The worse thing was that because I had been spending so much time programming, I hadn’t even written for a month — my passion! I wrote something right away and felt better. Now I have 2 weeks left of Python to keep my 4.0, and I have to write an interactive text-based game to keep my GPA up.
I’m going to do it, but I won’t like it.
Then I started thinking — what do I love? Writing, of course, but what else? Besides technology, what do I write about? Well. I like to help people, so I write about mental illness. I talk to people about mental illness. I have so much experience. There was a time I was going to be a therapist, but I worried that hearing other people’s problems all the time would send me into a spiral.
But it seems that I am always helping people with emotions and anxiety, depression, and life. My wife, my friends, people on Facebook. I am always giving advice and I am always writing about mental health.
Why don’t I switch over to psychology?
It is something I have a great interest in because it affects my life personally. What if I could help my wife and my friends? What if instead of just speaking from experience, I had a master's and doctorate in psychology? What if I was a therapist or counselor?
Instead of spending 10 years learning programming, what if I learned something that could help someone else?
So, at almost 55, I am switching to psychology with a concentration on mental health. One nice thing is that the psychology major takes all my credits and I only have 15 classes left to graduate. Then, on to my graduate degree. Then. Dr. Weiland. I can be a therapist, a life coach, or a counselor, which are desperately needed in the Philippines.
Sure, I can make a hell of a lot more money programming at a Facebook or Google, but I’ve gone this long without money. Will all that money make me happy if I am miserable doing the work? If I am making some other company rich? If I am climbing the corporate ladder?
I can still be a futurist and write about technology. I can even write about mental health and technology and how AI and tech with be the driver of many of the future treatments and cures for various mental illnesses. What good is AI superintelligence if you can’t use it to cure depression?
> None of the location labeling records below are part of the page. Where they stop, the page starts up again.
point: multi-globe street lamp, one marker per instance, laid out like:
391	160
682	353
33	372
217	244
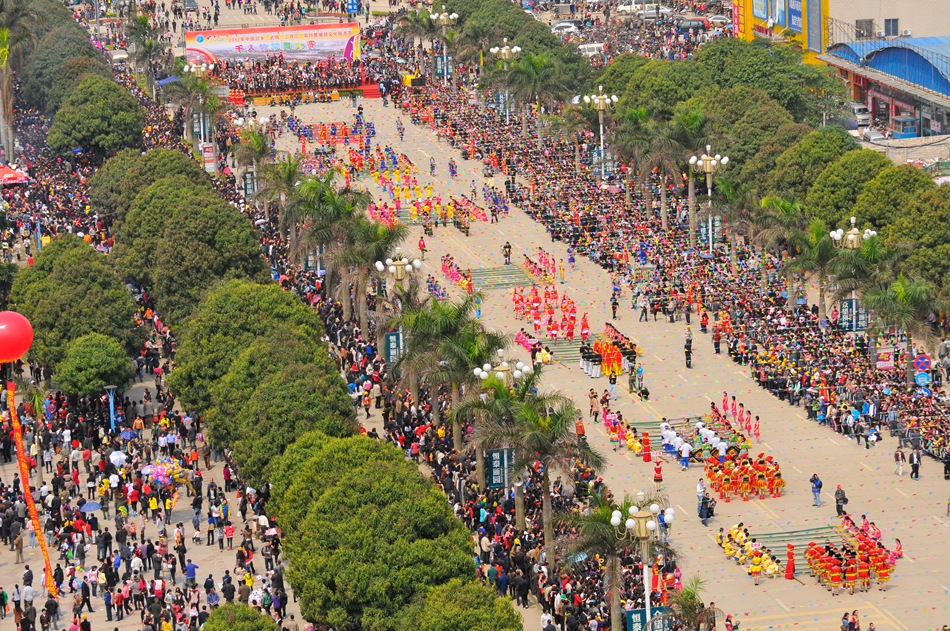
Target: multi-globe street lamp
852	240
708	164
641	525
444	20
601	102
506	53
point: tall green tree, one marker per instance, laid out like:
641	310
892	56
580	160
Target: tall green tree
461	604
92	362
544	435
887	195
816	254
835	191
797	169
98	117
69	292
904	303
536	79
365	242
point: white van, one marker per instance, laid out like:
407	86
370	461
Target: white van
591	50
628	6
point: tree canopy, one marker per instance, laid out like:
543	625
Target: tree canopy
461	604
98	116
885	197
836	189
91	363
231	316
801	164
373	542
69	292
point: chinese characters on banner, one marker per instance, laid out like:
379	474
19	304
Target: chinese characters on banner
303	42
885	358
23	461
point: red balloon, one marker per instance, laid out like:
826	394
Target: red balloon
16	336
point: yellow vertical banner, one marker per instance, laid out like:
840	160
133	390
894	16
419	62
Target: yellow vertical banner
23	461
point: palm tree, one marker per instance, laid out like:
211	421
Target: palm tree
19	20
541	433
278	183
474	42
191	93
687	607
739	208
325	213
254	147
149	46
365	242
630	142
905	304
781	221
497	400
663	154
817	254
446	343
571	122
536	79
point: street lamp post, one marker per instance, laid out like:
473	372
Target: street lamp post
445	20
199	71
601	102
506	53
852	240
508	374
640	526
111	392
708	164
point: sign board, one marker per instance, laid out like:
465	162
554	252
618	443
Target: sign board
637	620
207	156
300	42
795	15
393	347
702	226
885	358
499	464
247	181
443	62
847	319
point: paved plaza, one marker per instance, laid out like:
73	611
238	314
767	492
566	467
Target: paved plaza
916	512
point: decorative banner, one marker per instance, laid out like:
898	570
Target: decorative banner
22	457
885	358
795	15
302	43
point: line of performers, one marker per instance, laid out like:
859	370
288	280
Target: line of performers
745	477
739	546
848	567
541	312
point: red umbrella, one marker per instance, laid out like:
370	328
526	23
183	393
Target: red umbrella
12	176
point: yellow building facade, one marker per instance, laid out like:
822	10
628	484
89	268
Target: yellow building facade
802	21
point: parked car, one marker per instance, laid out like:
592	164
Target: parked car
872	135
567	26
653	13
697	24
860	113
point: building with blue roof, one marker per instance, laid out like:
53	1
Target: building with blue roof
905	81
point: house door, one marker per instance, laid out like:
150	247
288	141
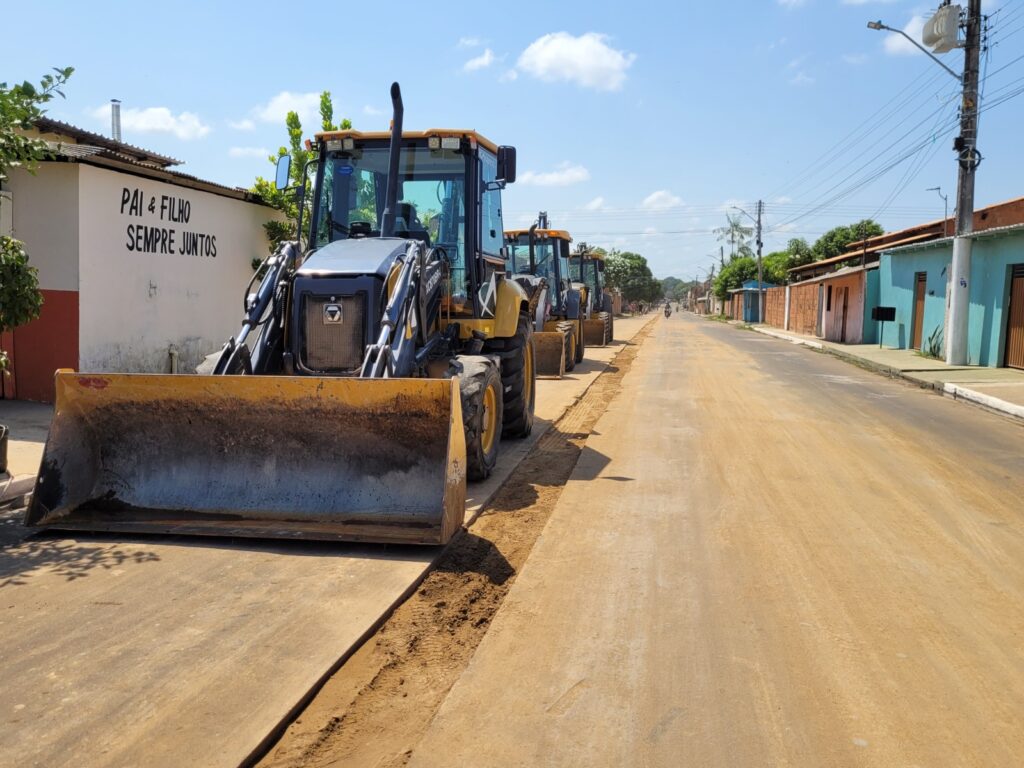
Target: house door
846	308
819	325
920	284
1015	323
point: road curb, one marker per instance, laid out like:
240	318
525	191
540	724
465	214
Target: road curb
944	388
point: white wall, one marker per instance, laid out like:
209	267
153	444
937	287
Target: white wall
44	216
135	303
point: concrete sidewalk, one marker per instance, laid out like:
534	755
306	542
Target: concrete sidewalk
999	389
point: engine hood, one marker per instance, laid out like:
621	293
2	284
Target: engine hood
356	256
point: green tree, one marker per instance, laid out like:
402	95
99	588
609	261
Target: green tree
735	233
20	107
775	267
734	273
285	200
835	242
629	272
800	252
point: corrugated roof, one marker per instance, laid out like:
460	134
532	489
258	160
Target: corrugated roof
995	231
82	136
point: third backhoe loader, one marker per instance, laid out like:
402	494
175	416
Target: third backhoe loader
587	265
376	368
539	260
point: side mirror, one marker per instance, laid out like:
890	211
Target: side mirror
284	171
506	164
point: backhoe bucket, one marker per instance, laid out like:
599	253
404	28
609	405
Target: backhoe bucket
281	457
549	352
594	332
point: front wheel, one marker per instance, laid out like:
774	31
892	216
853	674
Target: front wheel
518	378
480	391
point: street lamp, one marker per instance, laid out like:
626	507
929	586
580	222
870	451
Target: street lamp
761	295
945	201
880	26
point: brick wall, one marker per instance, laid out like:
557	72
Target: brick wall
775	306
804	308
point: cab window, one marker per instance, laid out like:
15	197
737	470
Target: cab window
491	208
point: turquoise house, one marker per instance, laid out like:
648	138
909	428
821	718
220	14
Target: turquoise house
913	279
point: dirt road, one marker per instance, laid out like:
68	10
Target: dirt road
765	557
123	650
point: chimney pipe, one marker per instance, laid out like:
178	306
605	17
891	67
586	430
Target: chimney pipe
116	119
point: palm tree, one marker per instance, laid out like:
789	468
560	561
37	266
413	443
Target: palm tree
734	232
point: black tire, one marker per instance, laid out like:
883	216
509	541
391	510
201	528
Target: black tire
518	378
568	329
606	316
477	377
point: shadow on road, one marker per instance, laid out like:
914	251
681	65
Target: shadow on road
67	558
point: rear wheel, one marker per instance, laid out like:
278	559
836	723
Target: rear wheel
480	390
518	378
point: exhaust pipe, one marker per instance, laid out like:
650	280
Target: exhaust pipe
391	199
116	119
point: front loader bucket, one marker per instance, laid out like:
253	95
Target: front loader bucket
259	456
549	352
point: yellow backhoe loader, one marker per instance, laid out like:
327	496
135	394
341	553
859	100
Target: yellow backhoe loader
376	368
539	260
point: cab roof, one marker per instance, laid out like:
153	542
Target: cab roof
473	136
556	233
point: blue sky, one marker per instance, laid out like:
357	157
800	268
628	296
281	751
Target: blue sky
637	125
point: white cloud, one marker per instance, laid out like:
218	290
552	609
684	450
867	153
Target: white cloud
248	152
897	45
587	60
184	125
566	175
658	201
481	61
274	111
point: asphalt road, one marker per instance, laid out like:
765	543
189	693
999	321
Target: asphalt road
786	561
15 classes until my undergrad graduation. That is a whole year and a half less than the computer science degree. I can finally move on to my graduate degree.
Oh, and I got an Apple watch. The wife and I decided all those cool apps you can use with it to monitor my heart were worth the price tag. I am finding more uses for it every day. I am going to also use it to monitor my walks and sleep. It is cool to play with. I am firmly entrenched in the Apple ecosystem. I have a MacBook Air, iPhone 11, Apple Watch 8, and iPad 7, and now I just need the Air pods and that cool new $4k VR headset and I will be a happy man.
But that is all nice as a distraction, I just hope that I finally found a home in psychology. I’ve been through 10 different majors, and I am tired. I know I keep jumping around because I am an autistic multipotentialite, but I finally just want to stick with something and be happy.
I hope mental health can do that for me.